The commonest symptoms for which proton pump inhibitors are prescribed are globus (73%), followed by choking episodes (66%) and chronic cough (62%). Opinions remain divided about the role of upper esophageal sphincter hypertonicity in globus sensation. Upper aerodigestive tract malignancy is rare and must be excluded. Hypertrophy of the base of the tongue, heterotopic gastric mucosa, curled epiglottis, thyroid enlargement, rare benign or malignant tumors of the pharynx, excessive tension and Eagle's syndrome are possible causes.
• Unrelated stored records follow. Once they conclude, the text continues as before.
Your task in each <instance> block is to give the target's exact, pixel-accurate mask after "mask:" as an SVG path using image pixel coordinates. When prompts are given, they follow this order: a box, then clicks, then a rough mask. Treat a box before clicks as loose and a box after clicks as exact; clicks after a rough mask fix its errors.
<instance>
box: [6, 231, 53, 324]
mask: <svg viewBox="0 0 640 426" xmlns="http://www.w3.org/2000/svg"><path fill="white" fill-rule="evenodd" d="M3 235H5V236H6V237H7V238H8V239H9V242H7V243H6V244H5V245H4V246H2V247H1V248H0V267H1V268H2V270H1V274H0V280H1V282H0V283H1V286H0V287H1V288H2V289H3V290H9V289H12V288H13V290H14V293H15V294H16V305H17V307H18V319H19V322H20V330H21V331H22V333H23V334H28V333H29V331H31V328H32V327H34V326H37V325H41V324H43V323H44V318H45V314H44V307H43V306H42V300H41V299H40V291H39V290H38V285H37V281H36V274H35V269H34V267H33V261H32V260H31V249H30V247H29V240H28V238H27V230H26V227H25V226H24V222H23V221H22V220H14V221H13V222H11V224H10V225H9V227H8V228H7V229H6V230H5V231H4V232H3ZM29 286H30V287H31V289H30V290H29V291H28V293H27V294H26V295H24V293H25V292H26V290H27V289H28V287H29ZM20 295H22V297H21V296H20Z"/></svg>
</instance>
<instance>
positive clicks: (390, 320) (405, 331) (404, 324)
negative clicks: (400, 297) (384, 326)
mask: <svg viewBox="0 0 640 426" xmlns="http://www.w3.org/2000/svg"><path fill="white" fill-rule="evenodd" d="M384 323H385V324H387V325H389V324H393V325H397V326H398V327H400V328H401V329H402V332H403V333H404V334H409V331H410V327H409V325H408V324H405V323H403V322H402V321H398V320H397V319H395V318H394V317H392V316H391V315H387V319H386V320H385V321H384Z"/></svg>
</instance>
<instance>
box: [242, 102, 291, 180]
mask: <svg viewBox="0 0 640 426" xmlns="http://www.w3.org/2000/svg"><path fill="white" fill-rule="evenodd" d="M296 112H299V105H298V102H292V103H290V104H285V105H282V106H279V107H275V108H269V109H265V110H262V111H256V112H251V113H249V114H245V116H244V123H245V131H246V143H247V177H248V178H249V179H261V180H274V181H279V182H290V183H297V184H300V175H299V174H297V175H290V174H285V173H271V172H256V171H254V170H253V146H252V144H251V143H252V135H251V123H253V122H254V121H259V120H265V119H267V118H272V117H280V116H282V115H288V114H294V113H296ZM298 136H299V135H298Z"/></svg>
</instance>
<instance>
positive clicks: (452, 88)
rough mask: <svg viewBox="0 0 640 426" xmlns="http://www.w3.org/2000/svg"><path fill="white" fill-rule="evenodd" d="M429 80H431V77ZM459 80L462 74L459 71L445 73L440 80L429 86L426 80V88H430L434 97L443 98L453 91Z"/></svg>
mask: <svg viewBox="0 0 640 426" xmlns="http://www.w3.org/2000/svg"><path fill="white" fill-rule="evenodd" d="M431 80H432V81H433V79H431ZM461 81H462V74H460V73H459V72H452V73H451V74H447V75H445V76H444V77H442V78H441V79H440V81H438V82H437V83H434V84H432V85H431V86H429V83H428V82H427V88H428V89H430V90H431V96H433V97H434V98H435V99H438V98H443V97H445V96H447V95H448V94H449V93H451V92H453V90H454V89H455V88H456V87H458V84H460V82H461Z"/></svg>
Flexible endoscopy is a frequently used examination, but there is a 'blind zone' under any upper aerodigestive tract malignancy, requiring rigid endoscopy for some indications. Barium swallow pharyngoesophagography should not be requested systematically for cancer detection. Dual-probe 24 h pH monitoring can help in the diagnosis of reflux. Impedance recording can be useful for the detection of acidic and nonacidic liquid and mist reflux events. Manometric measurements are consistent. Laryngopharyngeal symptoms, such as throat clearing, hoarseness, cough, and globus pharyngeus, are slower to resolve than esophageal symptoms. Nocturnal recovery of gastric acid secretion was demonstrated even with proton pump inhibitors. The symptoms disappeared with an additional H2 receptor antagonist.

SUMMARY

More awareness is required for patients complaining of globus pharyngeus.

摘要

综述目的

对于咽异感症的管理尚无标准方案。定期了解该领域的最新进展至关重要。

最新发现

质子泵抑制剂最常被用于治疗的症状是咽异感(73%),其次是噎食发作(66%)和慢性咳嗽(62%)。关于食管上括约肌张力亢进在咽异感中的作用,观点仍存在分歧。上消化道恶性肿瘤较为罕见,必须予以排除。舌根肥大、异位胃黏膜、会厌卷曲、甲状腺肿大、咽部罕见的良性或恶性肿瘤、过度紧张和鹰综合征均可能是病因。可弯曲内镜检查是常用的检查方法,但在上消化道任何恶性肿瘤下方都存在一个“盲区”,某些情况下需要硬性内镜检查。不应为了癌症检测而系统性地要求进行吞钡食管造影检查。双探头24小时pH监测有助于反流的诊断。阻抗记录对于检测酸性和非酸性液体及雾气反流事件可能有用。测压测量结果具有一致性。咽喉部症状,如清嗓、声音嘶哑、咳嗽和咽异感症,比食管症状缓解得更慢。即使使用质子泵抑制剂,也证实了夜间胃酸分泌会恢复。加用H2受体拮抗剂后症状消失。

总结

对于主诉有咽异感症的患者,需要提高认识。